I had a conversation with Jonathan last night at dinner. It went something like this

Jonathan – You know what I hate about mangoes, watermelon and other types of melons. That itchy feeling you get at the back of your throat.
Tim – What itchy feeling?
Jonathan – You know, that itchy feeling.
Tim – I get an itchy feeling when I eat avocados and some nuts but not from mangoes and melons. I think you’re allergic to them
Jonathan – No…

(Now I’m a little perplexed to)

Tim – Joey, do you get an itchy feeling when you eat mangoes and melons
Joey – No.
Tim – I think you ARE allergic
Jonathan – But my brother gets the same thing
Tim – Maybe your brother is allergic too.

Apparently, Jonathan and Aaron had talked about it with each other before and because both of them experienced it, they figured that’s how it was for everyone else.


The last topic of discussion in my Child Developmental Psychology class was the egocentric development of children from ages 2 to about 5. They place a child at a table and the table has three objects going left to right as red, white, and blue. Then they have someone sitting at the table opposite them. They ask the child from left to right, what colors are there.

Red, White and Blue.

Then they ask the child, from the other person’s point of view, what are the colors from left to right.

Red, White and Blue.

Because they have only a monoperception of the world, they can’t fathom that for the other person, it could be another way.

Another example is with children and sharing toys. When a child plays with a toy, he’s happy. Because he’s happy, hey thinks everyone is happy. When another child plays with the toy, he’s unhappy. The child wants to take the toy because he thinks if he’s happy then the other child would be happy as well.

Egocentrism isn’t just a child thing, however.

Dr. Kent Yamauchi gave an example for the class. When a teacher asks a hard question in class, the students start to slouch in their chairs and try to hide their faces. Their eyes go to other places into the distance. Their egocentric belief is that if the student doesn’t see the teacher, the teacher wouldn’t see them and call on them.


My conversation with Jonathan made me think. What’re my mangoes? What do I perceive to be true but isn’t actually.


I hear this occasionally in sports. I remember the Dodgers had a shortstop named Jose Offerman in the 90’s. The Dodger coaches couldn’t understand why he always took an unusual route to the ball when he fielded it.
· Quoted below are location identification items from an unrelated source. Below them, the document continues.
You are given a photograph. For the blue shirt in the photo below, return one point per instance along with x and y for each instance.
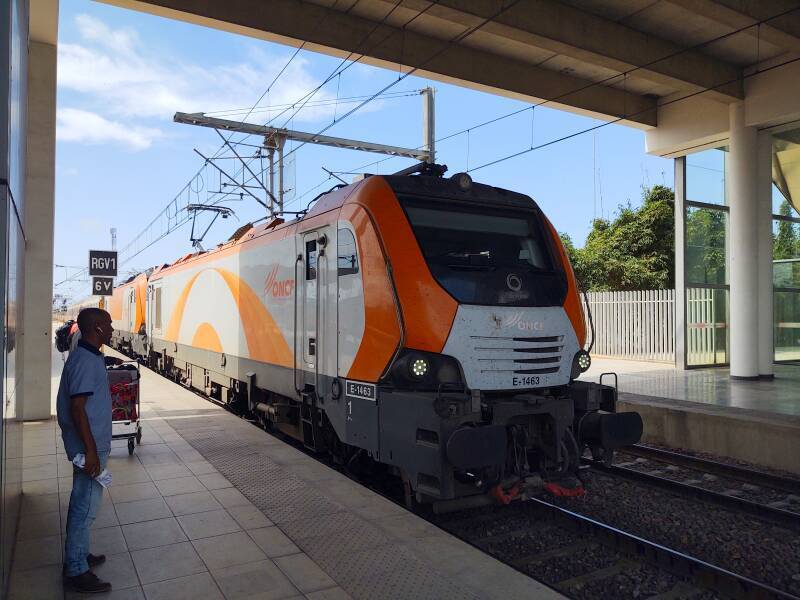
(85, 375)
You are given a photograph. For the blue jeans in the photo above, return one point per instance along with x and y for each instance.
(84, 502)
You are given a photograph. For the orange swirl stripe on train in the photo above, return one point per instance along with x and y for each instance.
(432, 326)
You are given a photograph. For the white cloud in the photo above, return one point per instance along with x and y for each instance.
(121, 77)
(76, 125)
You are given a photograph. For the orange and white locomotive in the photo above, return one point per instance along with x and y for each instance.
(430, 324)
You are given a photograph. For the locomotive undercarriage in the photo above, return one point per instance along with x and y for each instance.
(445, 445)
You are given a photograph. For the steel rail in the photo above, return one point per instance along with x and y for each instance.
(743, 474)
(778, 516)
(702, 573)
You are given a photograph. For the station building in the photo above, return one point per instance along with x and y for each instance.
(715, 84)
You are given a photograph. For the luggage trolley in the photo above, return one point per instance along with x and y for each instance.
(123, 381)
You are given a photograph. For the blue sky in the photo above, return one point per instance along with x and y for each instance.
(120, 158)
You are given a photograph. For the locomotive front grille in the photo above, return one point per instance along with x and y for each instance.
(518, 355)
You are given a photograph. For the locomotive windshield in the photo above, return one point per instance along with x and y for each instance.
(487, 257)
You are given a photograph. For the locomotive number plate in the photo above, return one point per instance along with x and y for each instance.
(357, 389)
(528, 380)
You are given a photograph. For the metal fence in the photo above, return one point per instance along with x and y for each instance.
(634, 325)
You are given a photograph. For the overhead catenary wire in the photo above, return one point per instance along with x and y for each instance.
(458, 38)
(555, 98)
(637, 113)
(341, 67)
(602, 81)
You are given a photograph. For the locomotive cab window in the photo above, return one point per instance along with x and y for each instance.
(488, 256)
(347, 258)
(311, 260)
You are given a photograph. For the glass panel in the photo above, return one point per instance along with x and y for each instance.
(787, 325)
(706, 326)
(780, 206)
(706, 241)
(487, 258)
(347, 257)
(311, 260)
(705, 176)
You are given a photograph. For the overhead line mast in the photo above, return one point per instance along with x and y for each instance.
(275, 139)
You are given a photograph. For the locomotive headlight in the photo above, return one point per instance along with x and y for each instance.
(419, 368)
(580, 363)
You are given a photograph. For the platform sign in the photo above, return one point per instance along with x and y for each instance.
(102, 286)
(102, 263)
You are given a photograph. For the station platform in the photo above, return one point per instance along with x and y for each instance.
(704, 410)
(211, 507)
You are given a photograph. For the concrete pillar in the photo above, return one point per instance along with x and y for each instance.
(680, 264)
(37, 339)
(743, 262)
(766, 346)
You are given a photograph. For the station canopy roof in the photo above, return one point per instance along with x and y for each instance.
(786, 165)
(606, 58)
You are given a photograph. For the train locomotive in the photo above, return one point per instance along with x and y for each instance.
(427, 324)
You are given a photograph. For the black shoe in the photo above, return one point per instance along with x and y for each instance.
(88, 583)
(95, 561)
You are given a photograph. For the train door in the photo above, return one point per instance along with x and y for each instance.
(131, 321)
(153, 312)
(309, 308)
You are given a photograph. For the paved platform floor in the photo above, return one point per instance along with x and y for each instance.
(706, 411)
(211, 507)
(713, 387)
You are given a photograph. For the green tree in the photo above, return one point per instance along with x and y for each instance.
(787, 243)
(635, 251)
(705, 246)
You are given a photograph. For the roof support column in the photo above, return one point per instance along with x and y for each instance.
(766, 346)
(37, 302)
(743, 264)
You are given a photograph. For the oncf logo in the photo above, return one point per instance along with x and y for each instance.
(518, 321)
(278, 288)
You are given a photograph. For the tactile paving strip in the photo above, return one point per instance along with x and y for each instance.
(355, 553)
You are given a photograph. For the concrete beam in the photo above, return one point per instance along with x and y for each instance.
(40, 166)
(571, 32)
(44, 21)
(334, 32)
(783, 32)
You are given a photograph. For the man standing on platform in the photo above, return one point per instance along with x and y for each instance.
(84, 415)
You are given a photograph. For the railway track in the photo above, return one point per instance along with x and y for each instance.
(763, 495)
(584, 558)
(587, 559)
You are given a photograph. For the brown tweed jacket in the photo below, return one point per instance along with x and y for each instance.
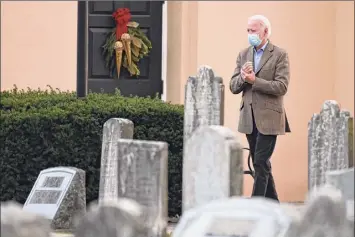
(266, 95)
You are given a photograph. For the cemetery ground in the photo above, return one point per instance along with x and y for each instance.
(114, 166)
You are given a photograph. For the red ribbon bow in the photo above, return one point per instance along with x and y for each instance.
(122, 16)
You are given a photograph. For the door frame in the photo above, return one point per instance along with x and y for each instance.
(82, 49)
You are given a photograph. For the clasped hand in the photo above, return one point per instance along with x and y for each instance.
(247, 72)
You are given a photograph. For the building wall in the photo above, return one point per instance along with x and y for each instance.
(38, 44)
(319, 37)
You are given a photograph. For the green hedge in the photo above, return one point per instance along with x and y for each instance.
(42, 129)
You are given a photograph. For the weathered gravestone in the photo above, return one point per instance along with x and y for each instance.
(330, 144)
(212, 166)
(114, 129)
(59, 195)
(235, 216)
(204, 101)
(113, 218)
(16, 222)
(343, 180)
(325, 215)
(143, 177)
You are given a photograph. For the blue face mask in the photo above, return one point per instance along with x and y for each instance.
(254, 40)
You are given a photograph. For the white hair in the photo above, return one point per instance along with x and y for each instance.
(264, 22)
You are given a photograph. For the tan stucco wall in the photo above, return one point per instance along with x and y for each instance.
(319, 37)
(38, 44)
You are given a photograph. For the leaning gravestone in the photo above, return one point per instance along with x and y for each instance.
(143, 177)
(114, 129)
(330, 144)
(204, 101)
(325, 215)
(235, 216)
(59, 195)
(15, 222)
(212, 166)
(113, 218)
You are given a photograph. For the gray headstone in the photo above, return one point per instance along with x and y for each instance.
(114, 129)
(113, 218)
(212, 166)
(16, 222)
(329, 142)
(59, 195)
(143, 177)
(325, 215)
(343, 180)
(234, 217)
(204, 101)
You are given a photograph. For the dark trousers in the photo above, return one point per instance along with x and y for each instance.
(261, 148)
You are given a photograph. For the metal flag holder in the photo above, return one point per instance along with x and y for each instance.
(250, 171)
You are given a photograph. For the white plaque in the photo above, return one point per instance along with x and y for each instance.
(49, 190)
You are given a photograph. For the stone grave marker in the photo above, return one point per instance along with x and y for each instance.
(113, 130)
(204, 101)
(235, 216)
(15, 222)
(325, 215)
(212, 166)
(113, 218)
(59, 195)
(343, 180)
(143, 177)
(330, 143)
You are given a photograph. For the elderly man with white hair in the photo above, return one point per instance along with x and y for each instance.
(262, 76)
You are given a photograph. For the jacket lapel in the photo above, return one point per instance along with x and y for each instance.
(266, 55)
(250, 55)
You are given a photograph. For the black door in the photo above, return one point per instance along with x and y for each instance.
(149, 16)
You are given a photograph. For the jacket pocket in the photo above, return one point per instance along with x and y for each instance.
(274, 107)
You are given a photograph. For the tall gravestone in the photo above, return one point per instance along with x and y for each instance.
(143, 177)
(15, 222)
(59, 195)
(204, 101)
(330, 143)
(212, 166)
(343, 180)
(114, 129)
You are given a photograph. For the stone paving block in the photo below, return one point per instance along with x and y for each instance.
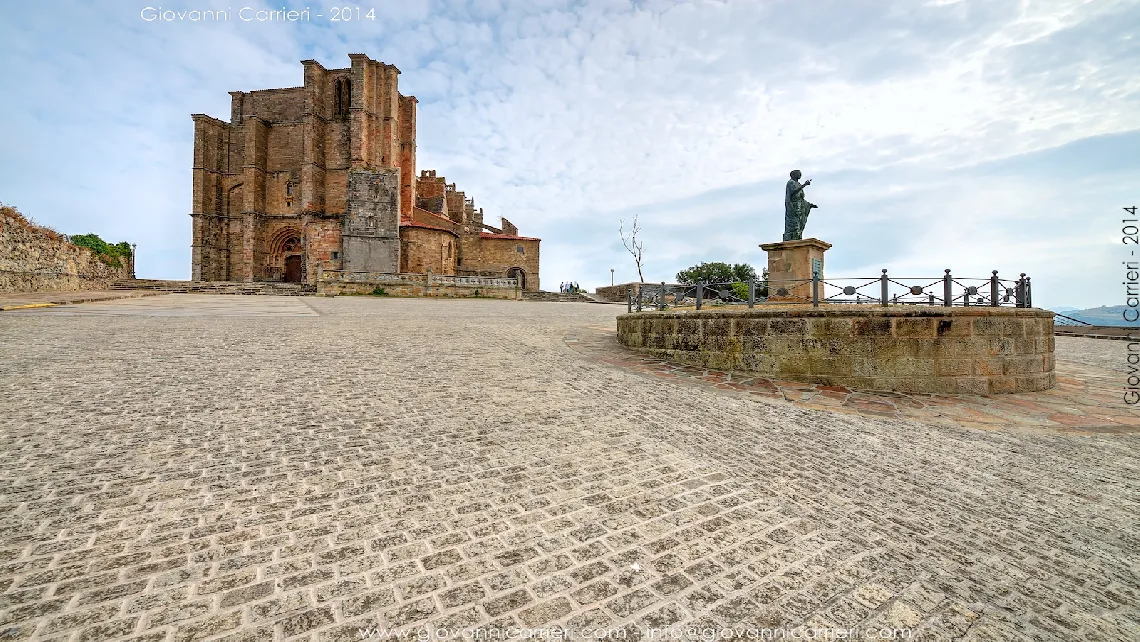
(235, 489)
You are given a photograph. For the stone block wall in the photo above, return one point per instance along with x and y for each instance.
(618, 292)
(488, 253)
(336, 283)
(913, 349)
(33, 259)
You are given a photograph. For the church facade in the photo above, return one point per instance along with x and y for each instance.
(323, 177)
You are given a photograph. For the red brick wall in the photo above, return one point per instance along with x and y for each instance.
(422, 249)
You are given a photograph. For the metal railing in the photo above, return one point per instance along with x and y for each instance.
(946, 291)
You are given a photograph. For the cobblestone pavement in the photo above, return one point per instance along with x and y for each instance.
(21, 300)
(176, 474)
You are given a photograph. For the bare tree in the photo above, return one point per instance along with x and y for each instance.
(632, 245)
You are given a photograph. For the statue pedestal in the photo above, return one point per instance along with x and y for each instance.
(790, 265)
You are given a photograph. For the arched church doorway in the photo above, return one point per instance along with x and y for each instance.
(286, 257)
(293, 268)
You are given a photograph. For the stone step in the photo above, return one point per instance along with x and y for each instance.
(217, 287)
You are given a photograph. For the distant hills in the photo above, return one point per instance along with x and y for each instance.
(1104, 315)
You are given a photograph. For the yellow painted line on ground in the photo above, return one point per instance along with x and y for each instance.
(25, 306)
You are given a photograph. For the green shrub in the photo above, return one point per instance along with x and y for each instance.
(107, 253)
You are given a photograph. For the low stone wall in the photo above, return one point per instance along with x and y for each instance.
(977, 350)
(33, 259)
(617, 293)
(333, 282)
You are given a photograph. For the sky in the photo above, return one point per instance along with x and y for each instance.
(970, 135)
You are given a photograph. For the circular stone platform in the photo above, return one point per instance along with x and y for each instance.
(975, 350)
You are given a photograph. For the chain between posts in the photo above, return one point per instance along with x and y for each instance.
(890, 291)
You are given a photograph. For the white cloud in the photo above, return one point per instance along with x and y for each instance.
(561, 116)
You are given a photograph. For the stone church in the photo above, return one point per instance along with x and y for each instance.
(323, 178)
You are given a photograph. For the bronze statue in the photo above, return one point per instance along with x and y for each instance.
(796, 208)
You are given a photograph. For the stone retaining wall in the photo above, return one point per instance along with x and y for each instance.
(908, 349)
(34, 259)
(332, 282)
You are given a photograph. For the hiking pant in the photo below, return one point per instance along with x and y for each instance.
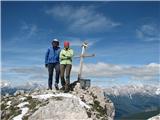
(65, 68)
(51, 67)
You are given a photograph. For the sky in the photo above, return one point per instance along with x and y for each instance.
(124, 36)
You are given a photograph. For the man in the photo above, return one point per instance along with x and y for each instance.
(66, 55)
(52, 62)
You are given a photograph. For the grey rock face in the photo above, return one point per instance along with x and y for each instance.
(62, 109)
(42, 104)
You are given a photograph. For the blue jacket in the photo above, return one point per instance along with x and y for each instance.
(52, 55)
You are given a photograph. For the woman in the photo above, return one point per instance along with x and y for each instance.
(66, 55)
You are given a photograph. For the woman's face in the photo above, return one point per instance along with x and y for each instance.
(66, 46)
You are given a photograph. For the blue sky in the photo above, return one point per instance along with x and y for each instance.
(124, 36)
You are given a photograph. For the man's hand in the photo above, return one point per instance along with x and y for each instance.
(46, 65)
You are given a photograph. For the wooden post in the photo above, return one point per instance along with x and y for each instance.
(82, 56)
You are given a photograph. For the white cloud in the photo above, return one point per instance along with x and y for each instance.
(148, 32)
(4, 83)
(144, 72)
(82, 19)
(150, 72)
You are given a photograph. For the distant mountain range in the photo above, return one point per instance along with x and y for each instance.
(135, 100)
(140, 101)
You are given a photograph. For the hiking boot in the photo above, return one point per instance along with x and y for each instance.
(56, 86)
(66, 88)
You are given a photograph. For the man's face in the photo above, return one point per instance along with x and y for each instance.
(66, 46)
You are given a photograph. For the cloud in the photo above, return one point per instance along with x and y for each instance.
(82, 19)
(144, 72)
(148, 32)
(75, 41)
(149, 72)
(4, 83)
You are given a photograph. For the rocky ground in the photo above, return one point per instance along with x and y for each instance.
(41, 104)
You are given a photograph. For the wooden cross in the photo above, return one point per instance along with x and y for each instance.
(82, 56)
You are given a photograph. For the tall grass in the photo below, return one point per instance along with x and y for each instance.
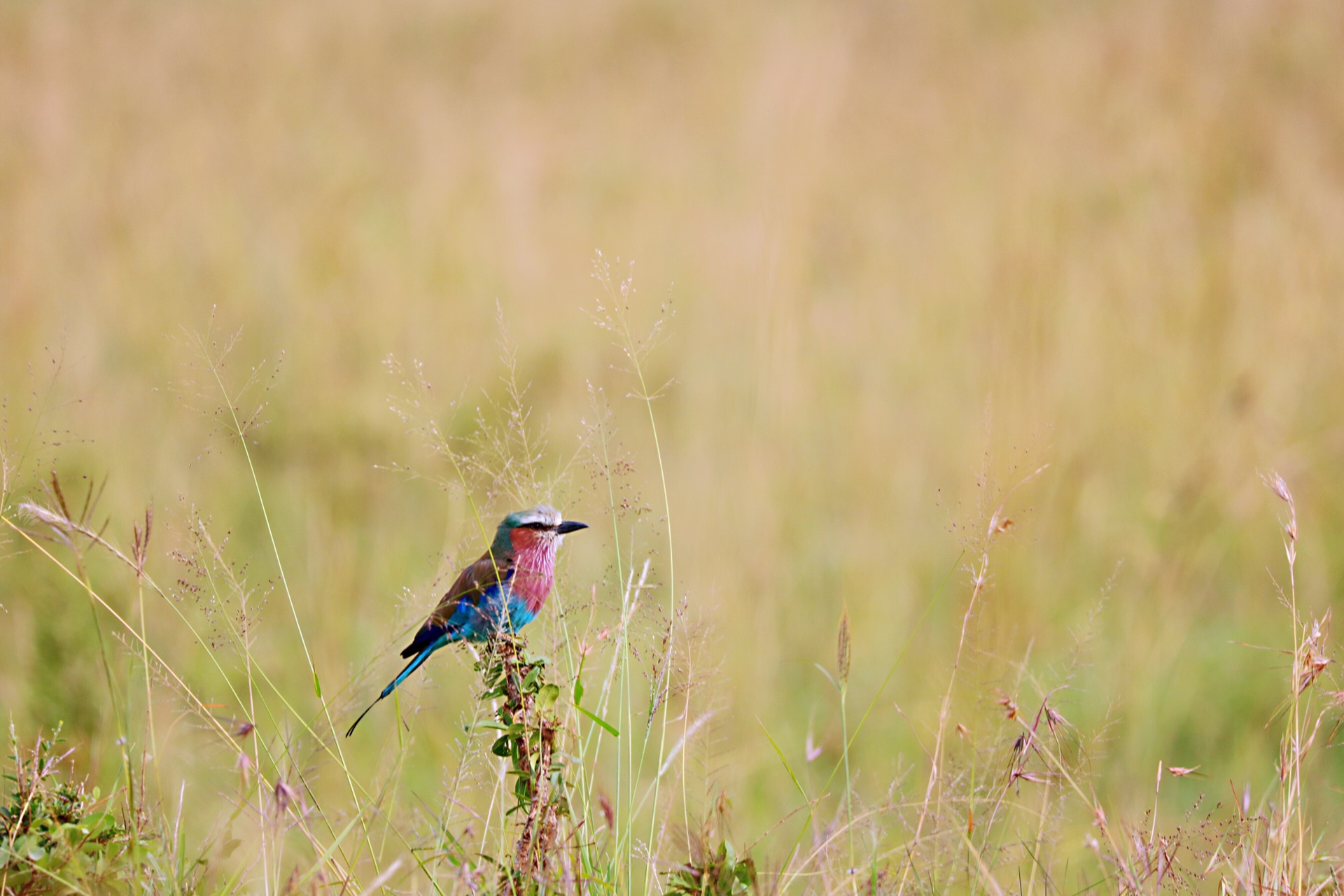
(909, 242)
(573, 774)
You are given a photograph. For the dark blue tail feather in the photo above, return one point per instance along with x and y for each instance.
(410, 666)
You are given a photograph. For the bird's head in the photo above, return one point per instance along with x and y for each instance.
(536, 527)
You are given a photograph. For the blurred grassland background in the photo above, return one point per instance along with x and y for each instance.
(913, 250)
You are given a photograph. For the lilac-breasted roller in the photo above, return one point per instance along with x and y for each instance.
(502, 592)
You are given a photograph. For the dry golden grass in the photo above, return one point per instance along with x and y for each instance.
(913, 253)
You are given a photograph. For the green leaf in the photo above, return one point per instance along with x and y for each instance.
(600, 723)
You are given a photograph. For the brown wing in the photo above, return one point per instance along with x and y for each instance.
(470, 586)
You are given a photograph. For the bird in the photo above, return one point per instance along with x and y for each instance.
(500, 593)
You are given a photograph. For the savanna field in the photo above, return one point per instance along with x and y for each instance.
(953, 393)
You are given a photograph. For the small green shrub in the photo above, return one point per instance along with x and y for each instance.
(54, 834)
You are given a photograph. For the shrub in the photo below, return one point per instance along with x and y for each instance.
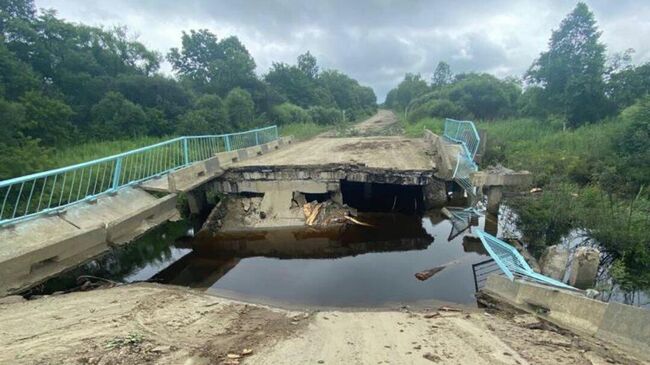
(287, 113)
He was a terrible fielder.

They realized his eyes were terrible, and he could barely see the ball coming to him. When asked why he hadn’t gotten glasses, he said he just didn’t know they were bad.

They got him glasses. What happened? Well, his defense never really got better (He was just a poor defender), his hitting did, however, improve.

Former Dodger pitcher Mark Hendrickson has a similar story.


Later on, Jonathan asked me if I used the back of my phone to file my nails (because the phone case grooved).

Tim – I don’t file my nails
Jonathan – Then your nail is sharp
Tim – When I use my nail clipper, I cut using the derivative till it’s smooth.
Jonathan – I cut once on one side, then the other side, then down the middle then I file it to be smooth. That’s how Aaron and I do it.

We concluded that this is probably why Jonathan and Aaron’s nails are so pretty.


“In Cambodia, the average salary for a worker each day is only 1 or 2 dollars.”
– Ken Pak on his missionary trip.


I suppose the reality of it is that I can’t see my own mango.

And when other people do point out my mango, it seems unreal.